Today, label-free is a frequently applied technology. Cellular assays are a major screening application as phenotypic cell changes can be observed without disturbing the native cells. Label-free instruments are used more and more with this application, which creates specific challenges for scientists running experiments. An intrinsic challenge is that the readout of all label-free instruments has no direct link to the biological process occurring in the cell.
While the basic principles of data analysis for such plate-based, time-dependent experiments have been established, most available data-analysis platforms are restrictive when analyzing label-free data. They use only a part of the information content of the traces or require long data-analysis times compared to other screening technologies.
Therefore, label-free analysis can create productivity and time drains and potentially undermine the value of screening lab output. This tutorial addresses how these challenges are overcome with a comprehensive and scalable data-analysis platform such as Genedata Screener® from Genedata.
Specifics of Label-Free Technologies
Label-free sensors measure the changes of cellular phenotypes by specific detection technologies such as impedance, surface plasmon, planar waveguide, or acoustic resonance. Readout changes are related to known and expected changes of the cellular phenotypes such as growth or shrinkage of cells, redistribution of intracellular masses, cellular shape changes, or changing orientation of cells to each other.
A label-free experiment usually starts with measuring the signal of an experimental base status. When stimulating agents (e.g., compounds) are applied to the cells, the resulting phenotypic changes of the cellular phenotypes should cause a signal change. Both the phenotype of the base status (before addition of the compound) and the phenotypic change caused by the compound addition have to be verified external of the instrument (e.g., by verification through a microscope). The signal change corresponds to the difference between these two verified phenotypes.
To better monitor and understand the relation between the signal change and the associated phenotypic change, additional measurements are recorded between the base line and a defined end time. The number and frequency of measurements are determined during assay development based on the confirmed phenotypic changes. Often, there is a specific signal expected between tzero and tend, e.g., a peak indicating a specific temporary, reversible change of the cells. Figure 1 shows example traces from Corning EPIC®.
Simplified (and frequently applied) data-analysis methods just use maximum and base-line measurements. However, the important information in this example lies in the shape of the traces and needs to be used to obtain useful results.

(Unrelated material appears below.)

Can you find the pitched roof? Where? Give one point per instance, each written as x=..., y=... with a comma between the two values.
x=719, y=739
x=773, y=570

During assay development, experimental conditions and measurement frequencies are defined as well as the data analysis. This includes aggregation of the signal for defined time points (e.g., baseline: mean of first four measurements, peak: maximum signal of time points 12 to 20, etc.). However, during the actual screening experiment, deviations may occur.

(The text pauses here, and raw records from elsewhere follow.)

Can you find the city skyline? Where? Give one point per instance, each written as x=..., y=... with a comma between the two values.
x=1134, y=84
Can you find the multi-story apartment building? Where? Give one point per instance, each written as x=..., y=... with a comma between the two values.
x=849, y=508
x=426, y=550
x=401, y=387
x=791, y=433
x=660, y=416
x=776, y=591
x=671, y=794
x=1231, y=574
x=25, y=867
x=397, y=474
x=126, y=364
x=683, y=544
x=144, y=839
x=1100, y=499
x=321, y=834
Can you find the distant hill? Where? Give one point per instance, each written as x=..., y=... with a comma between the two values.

- The test substance shows an unexpected effect not captured by the controls used to calibrate the experiment.
- The well shows unexpected issues (e.g., a strong artifact) that dominate the signal of the compound within.
- Signals are shifted from plate to plate—both in strength and time.

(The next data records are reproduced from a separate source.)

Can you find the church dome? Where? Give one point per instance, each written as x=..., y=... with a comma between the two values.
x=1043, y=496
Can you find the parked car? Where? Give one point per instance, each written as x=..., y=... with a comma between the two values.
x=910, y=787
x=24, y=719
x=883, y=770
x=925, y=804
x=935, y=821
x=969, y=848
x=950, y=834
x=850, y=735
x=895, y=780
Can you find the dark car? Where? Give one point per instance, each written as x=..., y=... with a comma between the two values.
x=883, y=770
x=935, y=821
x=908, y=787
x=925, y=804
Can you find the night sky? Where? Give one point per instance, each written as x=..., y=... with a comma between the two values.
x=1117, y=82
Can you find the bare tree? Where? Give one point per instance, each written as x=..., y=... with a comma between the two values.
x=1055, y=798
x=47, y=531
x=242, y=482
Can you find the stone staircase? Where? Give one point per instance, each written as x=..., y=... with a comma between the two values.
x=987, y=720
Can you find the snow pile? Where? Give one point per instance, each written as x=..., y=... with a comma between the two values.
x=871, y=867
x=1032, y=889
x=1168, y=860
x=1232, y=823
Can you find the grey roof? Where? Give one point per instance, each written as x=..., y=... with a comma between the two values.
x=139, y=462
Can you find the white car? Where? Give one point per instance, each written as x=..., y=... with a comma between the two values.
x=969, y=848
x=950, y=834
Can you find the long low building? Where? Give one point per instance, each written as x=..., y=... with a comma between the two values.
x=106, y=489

These issues are compounded as most screening platforms do not allow analysis of the full-time traces; they only import the aggregated results as defined during assay development. Results are calculated automatically (often in batch mode) by the software accompanying the label-free instrument. This situation has severe data-analysis consequences.
- It becomes next to impossible to see the actual time traces in the context of plate QC or hit-list creation. As a result, important trace trends go undetected reducing a lab’s successful result generation.
- If aggregations must be adapted, data analysis starts from scratch. This requires a parameterization change in the instrument software followed by an export and re-import into the screening software. As a result, one sees inefficient screening, decreased productivity, and the potential for increased error rates.
- When multiple instruments from different vendors are used in the same laboratory, different data aggregation and treatment methods are brought into the lab. As a result, there is inconsistent data processing.